One such idea that causes debates on marine mammals in captivity is the infant motility rate issue. It is true that sometimes baby animals do die in the care of man from mainly natural causes just like they would out in the wild. However, because most marine mammal species are large mammals, they can be very difficult to keep in zoological parks like elephants and large primates. An example of one mortality rate is the killer whale or orca. In the wild, about the chances of a newborn killer whale dying during its first year of life is a 50-60% chance. Researchers would report that about 4-6 calves would be born to a population of killer whales, but usually by the next year, only 1-3 animals would survive their first year of life in ocean. While for most wild marine mammal babies that die during their first year of life would of fall victim to predation, some can die from diseases and starvation. Even with the protection and guidance from their families, a newborn animal's chances of survival in the wild are only 25-35%. This would take a huge amount of effort and survival skills from both the babies and their peers in order for the little ones to make it through their first year of life.

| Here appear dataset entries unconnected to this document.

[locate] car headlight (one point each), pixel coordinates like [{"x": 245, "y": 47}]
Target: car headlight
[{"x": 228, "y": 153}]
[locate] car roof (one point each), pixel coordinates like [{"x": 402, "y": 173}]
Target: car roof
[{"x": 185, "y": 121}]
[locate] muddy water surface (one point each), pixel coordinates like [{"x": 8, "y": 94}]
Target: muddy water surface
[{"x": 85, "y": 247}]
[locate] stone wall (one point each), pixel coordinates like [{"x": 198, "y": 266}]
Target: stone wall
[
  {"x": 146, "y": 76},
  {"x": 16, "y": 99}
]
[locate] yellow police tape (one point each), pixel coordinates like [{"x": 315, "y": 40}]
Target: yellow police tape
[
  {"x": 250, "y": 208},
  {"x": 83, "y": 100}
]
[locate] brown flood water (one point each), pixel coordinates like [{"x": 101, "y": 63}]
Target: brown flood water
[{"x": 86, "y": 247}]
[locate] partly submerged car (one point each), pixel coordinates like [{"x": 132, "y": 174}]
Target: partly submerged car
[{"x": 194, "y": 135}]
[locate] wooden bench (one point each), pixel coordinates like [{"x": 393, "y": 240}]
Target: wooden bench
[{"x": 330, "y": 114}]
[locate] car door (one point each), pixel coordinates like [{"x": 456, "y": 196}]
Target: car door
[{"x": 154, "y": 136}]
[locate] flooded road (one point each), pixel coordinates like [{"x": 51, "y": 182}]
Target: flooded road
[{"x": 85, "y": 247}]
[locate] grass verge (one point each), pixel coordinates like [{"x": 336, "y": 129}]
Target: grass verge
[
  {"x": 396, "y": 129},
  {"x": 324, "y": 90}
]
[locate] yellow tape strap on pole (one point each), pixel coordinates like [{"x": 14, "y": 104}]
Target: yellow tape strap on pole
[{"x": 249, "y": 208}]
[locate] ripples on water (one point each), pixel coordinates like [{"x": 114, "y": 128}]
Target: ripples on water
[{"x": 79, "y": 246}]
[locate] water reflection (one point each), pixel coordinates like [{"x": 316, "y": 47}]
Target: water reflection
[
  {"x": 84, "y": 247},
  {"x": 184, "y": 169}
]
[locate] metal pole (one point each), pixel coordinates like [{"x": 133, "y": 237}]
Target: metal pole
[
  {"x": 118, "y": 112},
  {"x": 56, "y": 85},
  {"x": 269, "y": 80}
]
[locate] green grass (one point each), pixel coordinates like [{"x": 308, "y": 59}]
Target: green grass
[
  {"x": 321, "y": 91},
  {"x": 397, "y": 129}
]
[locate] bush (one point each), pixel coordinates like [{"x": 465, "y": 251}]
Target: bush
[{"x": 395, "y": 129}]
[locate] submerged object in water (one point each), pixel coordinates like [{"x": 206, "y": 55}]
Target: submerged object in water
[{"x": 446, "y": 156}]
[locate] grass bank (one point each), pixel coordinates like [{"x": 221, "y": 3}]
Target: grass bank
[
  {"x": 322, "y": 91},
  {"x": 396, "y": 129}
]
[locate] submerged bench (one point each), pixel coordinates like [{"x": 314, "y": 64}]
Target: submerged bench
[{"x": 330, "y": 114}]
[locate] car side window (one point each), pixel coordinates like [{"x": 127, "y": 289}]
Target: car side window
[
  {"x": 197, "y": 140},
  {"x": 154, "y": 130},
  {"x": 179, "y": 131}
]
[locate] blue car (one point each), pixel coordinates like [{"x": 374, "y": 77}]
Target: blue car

In the care of man, however is a very different story. Due to the large amount of medical care they receive from their vets on a daily biases regardless of their health. Before birth, trainers monitor the pregnant mothers that are going into labor with their babies in case complications occur during the delivery of the pending offspring. Once when a new baby animal is born, the handlers continue to monitor their health and also watch closely for nursing and to see if the mother will accept her new baby. If the mother animal dose not accept her newborn and fails to nurse it, then the trainers will be able to report it to both veterinarians, and animal care staff members to take the baby in and hand raised him/her. Usually the survival of a newborn marine mammal in captivity may mainly vary by the medical history of one or both parents. If one or both parents suffered from pre-existing medical conditions at the time of baby animal's birth, then the chances of doing well shortly after birth are very low because animals born to allying parents tend to not only have weaker immune systems, but also be exposed to bacterial infections from the mother's milk(which is also caused by her weak immune system) and therefore, the animals die. This is why many zoological parks do not breed animals with histories of serious pre-existing medical conditions because they can pass on the genes for weak immune systems and a number of health disorders to their future offspring. For the newborns that do well, they are sometimes either put on medications, or are given vaccines and medical transplants that would help them stay alive. Despite that, more marine mammals is well cared for tend to survive their first year of life in the care of man then in the wild.